With all of the updates on Disney’s live-action adaptations of classics like Aladdin revealed at the D23 Expo on Saturday, it’s clear that the live-action train isn’t stopping anytime soon. It’s easy to see why Disney continues to put out remake after remake, considering that the most recent five releases were hugely successful, with this year’s Beauty and the Beast making over $1 billion worldwide. As well as being major financial successes for the infamous House of Mouse, these films (some more than others) have managed to do well with the critics.
The question of which remake is the best in terms of quality remains a subject of debate among fans. See if you agree with my ranking of the five live-action adaptations that are already out.
5. Alice In Wonderland
Tim Burton’s take on Alice’s rambunctious adventures in Wonderland is ambitious, but it feels like it’s almost too ambitious. The massive, overly colorful landscapes presented throughout the movie never fail to put me on sensory overload, and there’s so much going on around Alice that sometimes it is difficult to fully understand where the story is going.
Johnny Depp’s performance as the Mad Hatter is entertaining, but like the scenery around him, it’s too over-the-top and silly to fully get behind. Helena Bonham Carter’s portrayal of the Red Queen, however, is outstanding, managing to be both hilarious and menacing all at the same time, but that simply is not enough for the movie to rank above the other four.
Angelina Jolie’s performance as the titular character is quite magnificent in this Wicked-esque retelling of Sleeping Beauty. She’s regal, bitter and malicious, but also shows tenderness and heartbreak as Maleficent.
Aurora, portrayed by Elle Fanning, is also a highlight of the film, effortlessly playing the princess with grace, kindness and innocence. I absolutely love the mother and daughter relationship that develops between her and Jolie’s Maleficent over the course of the film.
What keeps this movie from being ranked higher on my list is its ridiculously overdone ending. In the final fight, we see a winged Maleficent running around the castle, trading blows with King Stefan and a horde of soldiers while a dragon makes fiery explosions all over the place.
Maleficent also loses points for not doing what its animated counterpart did, which was incorporating the magnificent music from Tchaikovsky’s ballet "The Sleeping Beauty," though I did like Lana Del Rey’s haunting cover of "Once Upon a Dream" during the end credits.
3. Beauty And The Beast
Even though the animated version of Beauty and the Beast remains my favorite Disney film of all time, the live-action adaptation disappointed me.
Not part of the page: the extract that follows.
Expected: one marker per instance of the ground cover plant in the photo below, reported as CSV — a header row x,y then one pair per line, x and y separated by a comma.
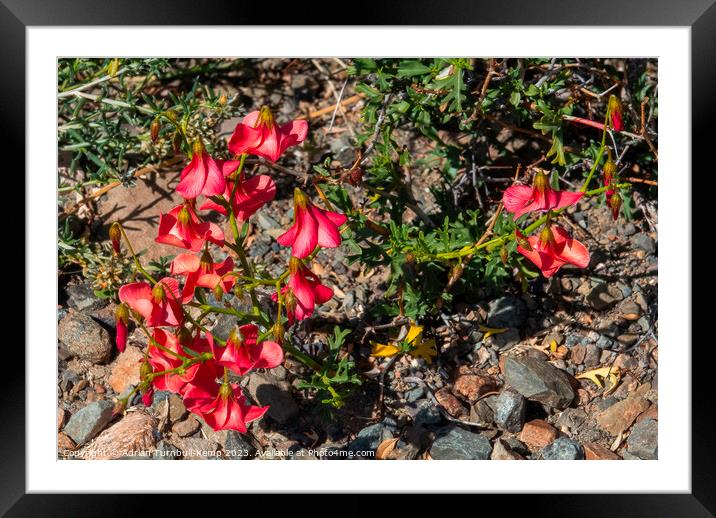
x,y
394,258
I was not a fan of the completely unnecessary storyline concerning what happened to Belle’s mother, and I certainly did not like the new songs that were basically added just for the sake of being different from its animated counterpart.
Emma Watson’s Belle, while intended to be more strong and independent than she was in the animated movie, comes off as a pretty passive character to me, especially in her exchanges with Gaston. While Belle makes snarky remarks to Gaston and quite literally throws him out of the house when he asks her to marry him in the animated feature, the live-action showcases Belle just telling Gasto that she won’t marry him.
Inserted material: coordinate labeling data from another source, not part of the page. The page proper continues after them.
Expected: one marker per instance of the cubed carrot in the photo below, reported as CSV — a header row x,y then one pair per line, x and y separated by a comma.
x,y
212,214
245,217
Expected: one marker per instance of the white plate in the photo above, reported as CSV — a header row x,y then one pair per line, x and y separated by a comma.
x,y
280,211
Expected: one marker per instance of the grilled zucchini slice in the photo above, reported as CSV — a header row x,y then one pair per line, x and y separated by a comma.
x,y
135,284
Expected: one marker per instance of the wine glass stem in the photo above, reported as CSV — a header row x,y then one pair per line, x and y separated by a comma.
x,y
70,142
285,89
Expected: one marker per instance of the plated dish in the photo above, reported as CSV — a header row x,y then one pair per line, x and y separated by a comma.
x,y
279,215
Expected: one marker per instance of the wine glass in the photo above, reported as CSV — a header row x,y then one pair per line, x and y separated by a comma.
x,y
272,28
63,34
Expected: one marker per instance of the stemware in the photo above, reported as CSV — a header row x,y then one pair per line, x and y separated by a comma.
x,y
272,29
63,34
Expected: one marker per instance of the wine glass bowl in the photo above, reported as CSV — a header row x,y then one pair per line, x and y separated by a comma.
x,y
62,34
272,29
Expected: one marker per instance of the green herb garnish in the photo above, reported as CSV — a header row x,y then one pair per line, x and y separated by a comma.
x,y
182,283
While I did enjoy seeing my favorite Disney movie being brought to life, there were simply too many changes made to the film for the sake of making changes that made for an ultimately disappointing remake.
2. The Jungle Book
An adaptation of the 1967 classic, The Jungle Book is a pretty fantastic film. The spectacular visual effects alone, which make every animal in the movie look unbelievably real, are reason enough to see it.
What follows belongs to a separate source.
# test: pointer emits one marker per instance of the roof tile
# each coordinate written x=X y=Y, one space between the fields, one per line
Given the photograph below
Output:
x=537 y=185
Character-wise, Bill Murray perfectly captures the spirit of Baloo, the jungle’s resident optimist, with a sense of carefree, fun-loving and laid-back demeanor. Bill Kingsley and Idris Elba also do an excellent job of portraying their respective characters, Bagheera and Shere Khan. The film also improves on the plot, giving more importance to the wolf pack that raised Mowgli, and using Kaa, the python, as a way to give some exposition that explains why Shere Khan wants to kill the orphan boy.
I personally would have loved to see a recreation of the ending of the animated version, where Mowgli sees a girl, becomes infatuated with her and ends up joining her in the human village. However, I still did enjoy the way the they decided to end the film in the 2016 remake.
While this film doesn’t have as complex of a story as the other live-action remakes, that’s what makes Cinderella work so well. By not getting lost in plot details, the picture is able to stay true to the optimistic spirit and childlike wonder of its animated counterpart.
With fabulous performances by Lily James, Cate Blanchett and Helena Bonham Carter as Cinderella, the Stepmother a.k.a. Lady Tremaine and the Fairy Godmother respectively, watching this film brought me back to the days of my youth when I would watch the 1950 classic over and over.
Because the animated original has such a straightforward plot, the live-action revamp has the ability to make changes and additions that actually improve the story. For example, Cinderella’s father becomes more of a character rather than a simple plot device, and we finally find out why Cinderella doesn’t leave her abusive situation with her stepmother in the first place.
What truly won me over in this film was the set and costume designs, which are detailed and exquisite, but manage to avoid being too lavish and overwhelming. This, topped off with a simple theme of having courage and being kind, make for a truly magical experience.